Association between Type I and Type II PtdInsP kinases

Before leaving the subject of the heterodimerization of Type II PtdIns5P 4-kinases, another dimerization (or at least, association) needs discussing in this context, which is the association of PtdIns5P 4-kinase IIα with Type I PtdIns4P 5-kinases. This binding is clearly documented both with transfected and endogenous Type I enzymes (Hinchliffe et al., 2002). We do not yet know which structural domains of either partner (Type I or II) are involved in this interaction. The regions involved in heterodimerization between PtdIns5P 4-kinases IIα, IIβ, and IIγ is fairly certain: the β isoform is a homodimer in the crystals used for structural analysis, with the interaction between the monomers being due to two opposing β-pleated sheets (Rao et al., 1998), and this part of the enzyme is identical in all three isoforms.
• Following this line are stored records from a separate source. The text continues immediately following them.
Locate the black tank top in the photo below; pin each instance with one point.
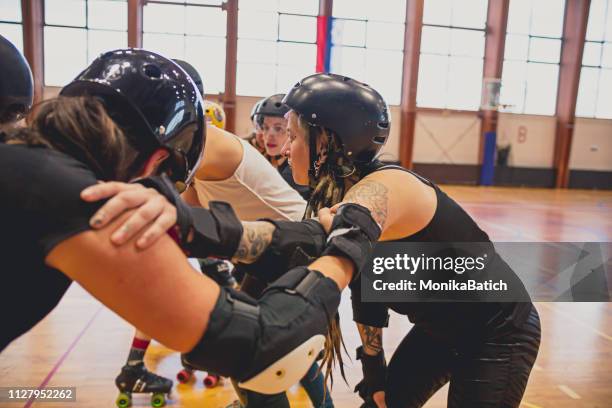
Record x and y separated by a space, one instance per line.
450 223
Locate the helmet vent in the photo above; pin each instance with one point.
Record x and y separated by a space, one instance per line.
152 71
380 139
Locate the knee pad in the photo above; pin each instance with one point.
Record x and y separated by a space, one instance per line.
269 345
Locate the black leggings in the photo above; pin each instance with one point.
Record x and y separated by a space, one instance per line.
488 374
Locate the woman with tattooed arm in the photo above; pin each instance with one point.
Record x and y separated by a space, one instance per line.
336 128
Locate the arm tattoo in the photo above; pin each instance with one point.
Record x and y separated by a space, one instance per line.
371 338
255 239
372 195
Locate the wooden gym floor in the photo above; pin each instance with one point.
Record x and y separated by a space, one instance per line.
83 344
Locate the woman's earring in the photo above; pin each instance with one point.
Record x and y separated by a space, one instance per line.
319 162
317 167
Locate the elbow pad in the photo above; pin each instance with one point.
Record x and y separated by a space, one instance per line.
293 244
354 233
216 231
269 345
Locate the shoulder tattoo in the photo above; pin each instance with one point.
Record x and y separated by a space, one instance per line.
374 196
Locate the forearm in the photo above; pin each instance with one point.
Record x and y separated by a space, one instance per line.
371 339
256 238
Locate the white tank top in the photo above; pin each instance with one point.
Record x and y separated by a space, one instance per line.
256 190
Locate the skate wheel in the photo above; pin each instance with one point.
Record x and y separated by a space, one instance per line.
184 376
158 400
124 400
211 381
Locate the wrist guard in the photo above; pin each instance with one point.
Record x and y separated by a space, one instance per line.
374 369
353 235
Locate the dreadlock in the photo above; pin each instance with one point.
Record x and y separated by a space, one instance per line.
329 185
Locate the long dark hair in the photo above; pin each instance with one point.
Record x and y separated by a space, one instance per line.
329 185
81 128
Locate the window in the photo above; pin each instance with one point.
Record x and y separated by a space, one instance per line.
452 52
367 44
276 45
77 32
594 96
532 54
10 22
194 31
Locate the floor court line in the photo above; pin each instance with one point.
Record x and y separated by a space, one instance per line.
529 405
64 356
568 391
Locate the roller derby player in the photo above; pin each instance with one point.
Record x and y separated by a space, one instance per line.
118 121
270 118
234 172
268 113
486 351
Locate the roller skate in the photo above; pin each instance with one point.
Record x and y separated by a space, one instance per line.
185 375
212 380
137 379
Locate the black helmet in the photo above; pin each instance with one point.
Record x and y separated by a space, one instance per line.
354 111
16 85
272 106
154 99
254 110
193 73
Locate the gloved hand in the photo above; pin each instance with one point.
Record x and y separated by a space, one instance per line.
374 369
202 233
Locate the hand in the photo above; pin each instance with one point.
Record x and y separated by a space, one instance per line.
379 399
153 211
326 217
But a crucial question is whether a hetero (or homo) dimerized Type II PtdIns5P 4-kinase is capable of also associating with a Type I PtdInd4P 5-kinase, or, put another way, does the Type I/II association involve the same region of the enzymes so that a Type II enzyme is compelled to associate either with a Type I or a Type II PtdInsP kinase, but not with both?
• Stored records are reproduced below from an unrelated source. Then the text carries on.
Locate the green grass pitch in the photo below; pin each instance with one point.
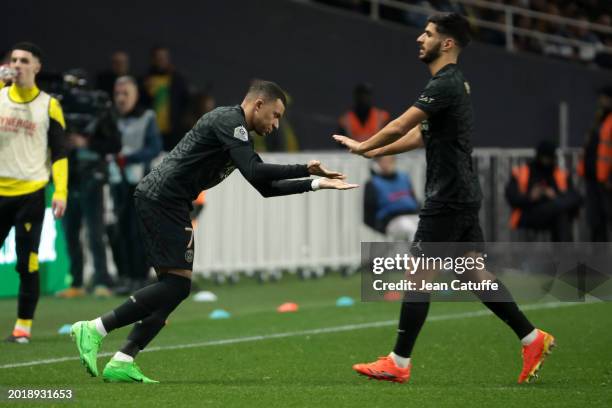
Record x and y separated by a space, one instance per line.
260 358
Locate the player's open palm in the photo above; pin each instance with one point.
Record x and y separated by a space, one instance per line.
336 184
347 142
316 169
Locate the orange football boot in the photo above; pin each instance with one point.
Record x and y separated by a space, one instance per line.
384 369
534 355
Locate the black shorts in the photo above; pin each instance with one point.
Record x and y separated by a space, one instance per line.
167 234
25 212
461 228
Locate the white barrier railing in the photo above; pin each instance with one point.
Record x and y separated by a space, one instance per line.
240 231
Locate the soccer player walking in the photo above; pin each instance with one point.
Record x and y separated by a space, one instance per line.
218 143
441 121
32 148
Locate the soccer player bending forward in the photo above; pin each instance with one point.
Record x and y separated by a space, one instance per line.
441 121
218 143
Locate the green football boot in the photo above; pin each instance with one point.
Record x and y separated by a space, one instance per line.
123 371
88 342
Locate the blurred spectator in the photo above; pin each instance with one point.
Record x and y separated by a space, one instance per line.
389 204
604 59
596 168
542 196
524 42
200 104
364 119
120 66
581 10
87 176
165 91
140 143
555 48
587 51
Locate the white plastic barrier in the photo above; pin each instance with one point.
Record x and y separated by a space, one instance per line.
240 231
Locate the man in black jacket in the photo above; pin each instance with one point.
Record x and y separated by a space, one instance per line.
88 174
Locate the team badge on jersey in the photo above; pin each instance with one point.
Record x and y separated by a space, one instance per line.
241 133
189 255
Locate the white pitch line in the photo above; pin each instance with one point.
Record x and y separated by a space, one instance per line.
324 330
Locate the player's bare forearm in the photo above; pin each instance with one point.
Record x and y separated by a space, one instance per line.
394 130
410 141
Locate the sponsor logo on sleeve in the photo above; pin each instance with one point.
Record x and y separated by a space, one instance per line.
426 99
241 133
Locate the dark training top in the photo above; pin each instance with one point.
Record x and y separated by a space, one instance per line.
217 144
452 184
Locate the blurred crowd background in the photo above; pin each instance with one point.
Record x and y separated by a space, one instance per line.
540 71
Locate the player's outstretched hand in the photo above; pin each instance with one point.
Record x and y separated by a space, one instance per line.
316 169
352 145
58 207
335 184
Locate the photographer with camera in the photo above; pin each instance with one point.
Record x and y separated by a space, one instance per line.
31 125
92 135
141 142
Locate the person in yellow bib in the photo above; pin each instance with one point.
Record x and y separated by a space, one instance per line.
32 148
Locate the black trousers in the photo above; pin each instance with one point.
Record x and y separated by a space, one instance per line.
126 241
554 215
86 203
598 209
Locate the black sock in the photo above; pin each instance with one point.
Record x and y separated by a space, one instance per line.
146 330
29 292
507 311
143 332
148 300
412 316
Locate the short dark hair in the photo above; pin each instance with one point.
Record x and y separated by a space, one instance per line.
453 25
30 47
268 90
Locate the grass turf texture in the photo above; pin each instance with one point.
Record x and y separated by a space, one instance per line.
471 361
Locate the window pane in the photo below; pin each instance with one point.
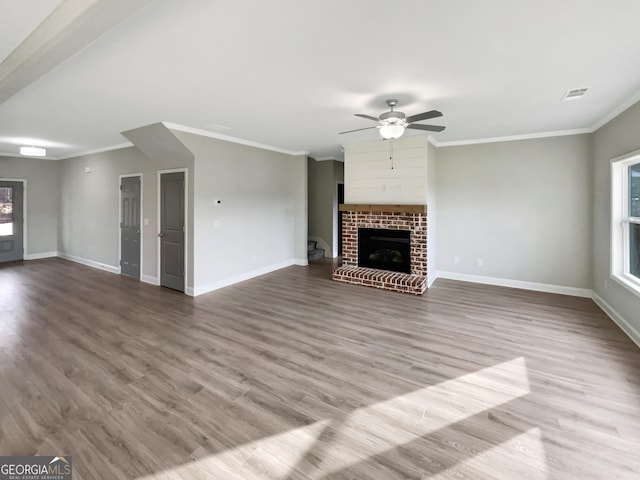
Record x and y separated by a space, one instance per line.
6 211
634 246
634 190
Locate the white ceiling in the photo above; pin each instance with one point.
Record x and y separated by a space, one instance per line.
291 73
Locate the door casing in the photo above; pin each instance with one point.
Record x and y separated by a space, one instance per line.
141 218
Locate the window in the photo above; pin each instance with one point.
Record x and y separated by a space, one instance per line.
625 216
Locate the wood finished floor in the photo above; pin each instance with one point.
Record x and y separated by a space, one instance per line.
293 376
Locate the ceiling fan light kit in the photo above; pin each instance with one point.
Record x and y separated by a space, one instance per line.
391 131
392 124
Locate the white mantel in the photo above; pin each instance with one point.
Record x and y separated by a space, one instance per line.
370 178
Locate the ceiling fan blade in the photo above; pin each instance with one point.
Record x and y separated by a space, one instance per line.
368 117
424 116
357 130
431 128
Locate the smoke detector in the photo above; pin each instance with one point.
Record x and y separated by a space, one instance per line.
575 93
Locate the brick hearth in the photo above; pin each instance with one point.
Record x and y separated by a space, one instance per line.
394 217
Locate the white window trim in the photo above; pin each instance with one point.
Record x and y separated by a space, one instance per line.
620 221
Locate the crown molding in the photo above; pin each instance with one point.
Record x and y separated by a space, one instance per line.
229 138
616 111
512 138
17 155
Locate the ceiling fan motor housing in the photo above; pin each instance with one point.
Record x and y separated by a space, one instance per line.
397 118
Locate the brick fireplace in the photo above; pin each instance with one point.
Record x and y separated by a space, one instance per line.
411 218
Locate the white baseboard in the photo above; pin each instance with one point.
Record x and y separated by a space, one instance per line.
241 277
90 263
328 252
504 282
149 279
624 324
40 256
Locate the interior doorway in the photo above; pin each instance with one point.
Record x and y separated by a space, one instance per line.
11 220
340 202
130 228
172 230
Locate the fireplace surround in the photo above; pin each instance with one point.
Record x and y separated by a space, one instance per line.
405 218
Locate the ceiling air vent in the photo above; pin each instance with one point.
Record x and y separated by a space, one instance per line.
575 93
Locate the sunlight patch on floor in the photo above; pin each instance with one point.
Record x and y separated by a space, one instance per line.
521 457
332 445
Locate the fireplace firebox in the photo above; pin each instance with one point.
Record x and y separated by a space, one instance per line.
384 249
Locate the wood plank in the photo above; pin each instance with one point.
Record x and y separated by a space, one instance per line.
293 376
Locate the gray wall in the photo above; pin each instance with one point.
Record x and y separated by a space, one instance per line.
323 194
616 138
89 207
432 218
42 201
524 207
260 223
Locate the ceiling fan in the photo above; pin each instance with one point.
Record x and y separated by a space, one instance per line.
392 124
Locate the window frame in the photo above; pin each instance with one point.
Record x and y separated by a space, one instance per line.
621 221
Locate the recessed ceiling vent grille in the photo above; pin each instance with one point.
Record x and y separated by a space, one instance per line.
575 93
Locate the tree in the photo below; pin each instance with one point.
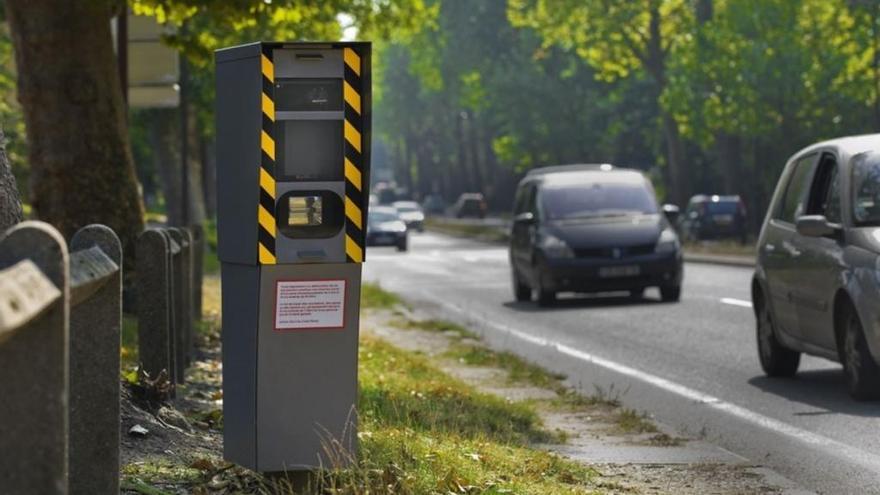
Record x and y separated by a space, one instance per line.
618 38
10 203
68 85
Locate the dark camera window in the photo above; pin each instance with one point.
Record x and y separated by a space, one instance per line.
310 150
308 95
309 214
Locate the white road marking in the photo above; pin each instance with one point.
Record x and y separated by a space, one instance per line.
854 454
736 302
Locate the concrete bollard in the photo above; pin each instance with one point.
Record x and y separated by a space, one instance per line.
95 325
33 360
178 303
155 324
198 260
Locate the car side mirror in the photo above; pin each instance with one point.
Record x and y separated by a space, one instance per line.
671 212
814 226
525 218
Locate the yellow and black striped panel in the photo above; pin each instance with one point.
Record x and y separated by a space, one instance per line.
355 224
266 208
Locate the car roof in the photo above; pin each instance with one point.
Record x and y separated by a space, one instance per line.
559 176
574 167
852 145
715 197
383 209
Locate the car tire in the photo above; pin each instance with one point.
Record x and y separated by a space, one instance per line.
546 297
776 359
862 372
522 292
670 293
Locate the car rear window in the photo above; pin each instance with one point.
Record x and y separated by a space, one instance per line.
597 199
795 192
866 189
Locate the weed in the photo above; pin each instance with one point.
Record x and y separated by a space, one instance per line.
630 421
373 296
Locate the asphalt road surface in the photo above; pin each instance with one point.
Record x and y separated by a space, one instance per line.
692 365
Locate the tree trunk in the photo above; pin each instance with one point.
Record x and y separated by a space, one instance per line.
164 139
678 178
68 84
10 202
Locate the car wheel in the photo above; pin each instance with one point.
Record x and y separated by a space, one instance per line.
862 373
776 360
546 297
670 293
521 291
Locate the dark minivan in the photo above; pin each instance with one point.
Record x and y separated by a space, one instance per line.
591 228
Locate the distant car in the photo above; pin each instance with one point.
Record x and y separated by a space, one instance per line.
714 217
385 228
411 213
434 205
816 287
469 205
591 228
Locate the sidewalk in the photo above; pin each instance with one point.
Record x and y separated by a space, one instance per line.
630 452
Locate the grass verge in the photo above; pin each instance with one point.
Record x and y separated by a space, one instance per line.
481 232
This is not a trivial question, as one of the interesting ideas that we discussed above is that the localization of the highly active Type IIα PtdIns5P 4-kinase may be governed entirely by the relative levels of expression of the IIβ and IIγ isoforms, levels that can vary greatly between tissues (Clarke et al., 2008). If we have to factor into that idea the relative levels of the three Type I PtdIns4P 5-kinases, each of which can interact with the Type IIα PtdIns5P 4-kinase (Hinchliffe et al., 2002) (and we do not yet know if Type IIβ or IIγ can interact with Type I activities), we have a very complex picture. Indeed, such a proposal would seem to make a nonsense of the above idea that relative levels of the three Type II isoforms has physiological relevance in dictating their localization, and the whole process of PtdInsP kinases associating would have to be tightly and complicatedly regulated. We should add that, when pulling down PtdIns5P 4-kinase IIβ from DT40 cells (above) we did not detect any Type I isoforms by mass spectroscopy, so any Type I/II interaction must be of lower affinity than Type II/II interactions. Overall we feel that a more likely idea is that the domains by which Type II enzymes interact with each other (Rao et al., 1998) are different from those that PtdIns5P 4-kinase IIα uses to associate with Type I enzymes, and so a Type II PtdInsP 4-kinase homo or heterodimer can additionally associate with a (two?) Type I PtdIns4P 5-kinase enzyme molecule(s). The functional consequences of this latter association still elude us.

Summary

Our recent studies of the Type II PtdIns5P 4-kinases have revealed that the Type IIα isoform is very much more active than the IIβ or IIγ isoforms, and that it can (and does physiologically) heterodimerize with them. This suggests the idea that the Type IIα enzyme is targeted to the nucleus (by dimerization with Type IIβ), to secretory/transport vesicles (by dimerization with Type IIγ), or to the cytoplasm (as a homodimer), with the relative proportions of PtdIns5P 4-kinase activity at these localizations being regulated by the relative amounts of the three Type II isoforms expressed in any cell. The targeting to vesicles by PtdIns5P 4-kinase IIγ is likely to be of particular significance in epithelial cells in specific regions of the kidney tubules and in a sub-population of neurons in the brain and the spinal cord. The relationship between this dimerization between Type II PtdIns5P 4-kinase isoforms and the known ability of Type IIα PtdIns5P 4-kinase to associate with Type I PtdIns4P 5-kinases remains to be explored.